Sister Gertrude McGinn

Sister Mary Stanislaus
Sarah Gertrude McGinn
1913 - 2005

Sister Gertrude went home to her loving God peacefully on February 8, 2005. Sarah Gertrude McGinn was born at Fairview Farm on the 4th Concession of Matilda Township, Dixon’s Corners, Dundas County on Oct. 7, 1913, the eighth child of James McGinn and Alice (Gibbons). Six weeks later she was baptized in St. Ann’s Church, Dixon’s Corners. Gertrude was not long to enjoy the loving care of her father for in January of 1914, Jim McGinn died of pneumonia. He had made such a deep impression on her that she demanded for six weeks to be taken to look in his bed. Then she too, contracted pneumonia which was to be a recurring illness for many years.

With the help of Gertrude’s four brothers, but especially the eldest, John, her mother struggled to maintain the family farm. During her early childhood growing up on the farm, and while her older siblings were all in school, her companions became the cats and dogs which she dearly loved.

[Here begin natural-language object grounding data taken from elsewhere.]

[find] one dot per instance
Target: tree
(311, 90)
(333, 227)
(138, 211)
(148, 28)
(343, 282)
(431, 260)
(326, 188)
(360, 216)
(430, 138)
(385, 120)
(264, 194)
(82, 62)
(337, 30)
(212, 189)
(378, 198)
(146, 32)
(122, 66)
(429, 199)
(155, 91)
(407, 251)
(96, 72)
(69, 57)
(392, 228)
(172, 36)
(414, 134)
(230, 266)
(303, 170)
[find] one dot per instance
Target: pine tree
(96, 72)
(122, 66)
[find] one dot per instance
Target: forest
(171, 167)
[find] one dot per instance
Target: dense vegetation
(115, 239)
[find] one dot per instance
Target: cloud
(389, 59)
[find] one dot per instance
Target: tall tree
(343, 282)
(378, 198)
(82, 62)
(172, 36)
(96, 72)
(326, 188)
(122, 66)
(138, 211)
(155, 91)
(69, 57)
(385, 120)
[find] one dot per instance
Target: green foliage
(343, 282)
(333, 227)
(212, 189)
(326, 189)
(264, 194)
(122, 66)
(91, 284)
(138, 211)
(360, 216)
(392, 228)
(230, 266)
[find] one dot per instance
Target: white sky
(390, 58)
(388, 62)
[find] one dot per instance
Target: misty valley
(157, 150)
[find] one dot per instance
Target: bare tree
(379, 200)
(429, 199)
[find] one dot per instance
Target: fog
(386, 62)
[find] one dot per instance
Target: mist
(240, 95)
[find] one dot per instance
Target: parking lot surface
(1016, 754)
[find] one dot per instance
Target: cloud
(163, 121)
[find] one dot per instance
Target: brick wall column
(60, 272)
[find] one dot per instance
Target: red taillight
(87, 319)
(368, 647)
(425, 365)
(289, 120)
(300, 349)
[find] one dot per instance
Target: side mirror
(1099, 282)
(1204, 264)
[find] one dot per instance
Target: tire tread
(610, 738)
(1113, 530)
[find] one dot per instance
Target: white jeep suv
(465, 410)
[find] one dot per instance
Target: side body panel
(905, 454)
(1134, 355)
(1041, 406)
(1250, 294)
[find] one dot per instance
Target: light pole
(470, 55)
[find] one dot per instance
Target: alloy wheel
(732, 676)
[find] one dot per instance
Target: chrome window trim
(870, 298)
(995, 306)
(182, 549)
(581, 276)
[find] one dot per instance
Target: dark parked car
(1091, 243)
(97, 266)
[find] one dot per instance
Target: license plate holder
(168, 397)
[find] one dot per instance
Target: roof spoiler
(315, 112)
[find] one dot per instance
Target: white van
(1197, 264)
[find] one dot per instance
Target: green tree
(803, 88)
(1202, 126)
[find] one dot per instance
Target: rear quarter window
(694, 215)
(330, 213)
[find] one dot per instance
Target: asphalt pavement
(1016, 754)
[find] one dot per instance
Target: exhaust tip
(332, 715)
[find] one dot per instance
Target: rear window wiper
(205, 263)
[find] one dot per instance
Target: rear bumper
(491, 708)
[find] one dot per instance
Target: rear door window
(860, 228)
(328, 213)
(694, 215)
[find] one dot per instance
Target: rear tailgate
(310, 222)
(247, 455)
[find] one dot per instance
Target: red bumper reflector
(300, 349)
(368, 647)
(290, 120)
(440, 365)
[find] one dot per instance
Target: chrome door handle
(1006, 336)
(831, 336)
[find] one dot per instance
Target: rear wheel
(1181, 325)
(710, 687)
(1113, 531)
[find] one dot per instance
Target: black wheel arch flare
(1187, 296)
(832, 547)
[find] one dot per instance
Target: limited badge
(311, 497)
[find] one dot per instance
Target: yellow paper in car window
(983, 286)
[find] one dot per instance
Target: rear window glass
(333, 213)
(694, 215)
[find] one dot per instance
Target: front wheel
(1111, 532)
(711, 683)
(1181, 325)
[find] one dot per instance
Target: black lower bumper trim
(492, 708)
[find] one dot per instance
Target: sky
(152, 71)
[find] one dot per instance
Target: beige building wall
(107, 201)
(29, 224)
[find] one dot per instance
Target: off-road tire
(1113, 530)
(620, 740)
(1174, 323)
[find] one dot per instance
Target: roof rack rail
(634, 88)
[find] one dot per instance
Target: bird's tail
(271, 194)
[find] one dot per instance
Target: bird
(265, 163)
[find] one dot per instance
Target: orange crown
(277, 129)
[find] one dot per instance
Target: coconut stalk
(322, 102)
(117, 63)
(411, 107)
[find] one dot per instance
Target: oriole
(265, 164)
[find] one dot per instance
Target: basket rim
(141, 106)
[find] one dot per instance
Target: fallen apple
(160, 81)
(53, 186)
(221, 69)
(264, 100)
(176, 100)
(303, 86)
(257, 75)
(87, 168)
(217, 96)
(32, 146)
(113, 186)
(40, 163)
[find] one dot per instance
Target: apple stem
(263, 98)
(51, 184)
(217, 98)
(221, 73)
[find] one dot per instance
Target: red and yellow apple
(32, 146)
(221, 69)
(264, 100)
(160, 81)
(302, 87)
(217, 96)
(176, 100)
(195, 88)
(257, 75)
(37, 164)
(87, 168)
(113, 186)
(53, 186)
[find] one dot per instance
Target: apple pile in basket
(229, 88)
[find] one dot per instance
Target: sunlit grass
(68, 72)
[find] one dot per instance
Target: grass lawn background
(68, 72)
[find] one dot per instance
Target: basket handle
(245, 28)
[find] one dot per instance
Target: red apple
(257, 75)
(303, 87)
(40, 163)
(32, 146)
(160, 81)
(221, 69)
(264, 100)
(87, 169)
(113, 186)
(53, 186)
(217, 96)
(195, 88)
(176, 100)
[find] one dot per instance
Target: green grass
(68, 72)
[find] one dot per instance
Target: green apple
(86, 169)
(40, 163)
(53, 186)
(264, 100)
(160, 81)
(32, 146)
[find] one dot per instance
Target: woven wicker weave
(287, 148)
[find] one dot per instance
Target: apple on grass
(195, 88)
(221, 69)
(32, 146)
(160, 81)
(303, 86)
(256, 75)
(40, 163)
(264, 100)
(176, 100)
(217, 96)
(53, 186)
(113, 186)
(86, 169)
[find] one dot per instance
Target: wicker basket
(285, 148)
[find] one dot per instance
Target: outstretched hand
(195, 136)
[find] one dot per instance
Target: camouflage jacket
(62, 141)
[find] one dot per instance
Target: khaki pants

After six years in the local public school, Gertrude insisted on following her sisters’ footsteps to Maryvale Abbey at Glen Nevis, where she grew to love plaid and Scottish music. Her love of reading had been initiated by the gift of her first library card from her sister, Dorothy, when she was eight years of age. Sadly, it was Sister Mary Jerome’s hawk eye that prevented her from reading all the books in the little library at the Glen.

When she was either eight or nine years of age, her father’s two cousins, Sister Mary Michael and Sister Mary Alexander visited her home. It was then that she decided to enter the convent. When she was sixteen, she plagued her mother until she went to the parish priest, Rev. James Ryan, who said, “The mark is there, you’ll have to let her go.” Only her immediate family knew, for Gertrude realized that there would be too much opposition to a 16 year old burying herself in the convent.

After three years of high school, she entered the Novitiate at the House of Providence in Kingston, Aug. 15, 1930. After graduating from Ottawa Normal School, she began her teaching career teaching all the grades from 1 to 13. Her ministry in teaching took her to Kingston, Tweed, Smiths Falls, Gananoque, Trenton and Belleville. After receiving her B.A. ‘cum lade’ from the University of Ottawa, she did summer courses at the University of Montreal and Laval in order to become proficient in French which she taught at Nicholson Catholic College in Belleville for 9 years.

During her retirement, Sister ministered at the McKinley Centre, worked at the switchboard, was Oratory sacristan and visited the Day Care at Providence Manor.

Sister Gertrude, whose life of faith in the midst of deep suffering, whose keen mind and loving outreach to her students, to the residents of Providence Manor and to the prisoners whom she supported by her prayers and friendship, were an inspiration to all.

Sister Gertrude, who is predeceased by her father, James, her mother, Alice (Gibbons), her brothers, John, Wilfred, Henry and Patrick, her sisters, Kathleen McGinn and Dorothy King, will be dearly missed by her many nieces and nephews. She will be fondly remembered by her many relative and friends, as well as by the members of her religious congregation.

The Mass of Christian Burial, held in the Chapel of Mary Mother of Compassion, Providence Motherhouse, on Friday, February 11, was presided over by Archbishop Emeritus Francis J. Spence, accompanied by many other members of the clergy. Rev. Gerald Byrne, homilist, reflected on how Sister Gertrude, even in her suffering, encouraged the nurses and staff and established a friendship with the man who delivered her oxygen and the prisoners who wheeled her in her wheelchair from the chapel on Sundays.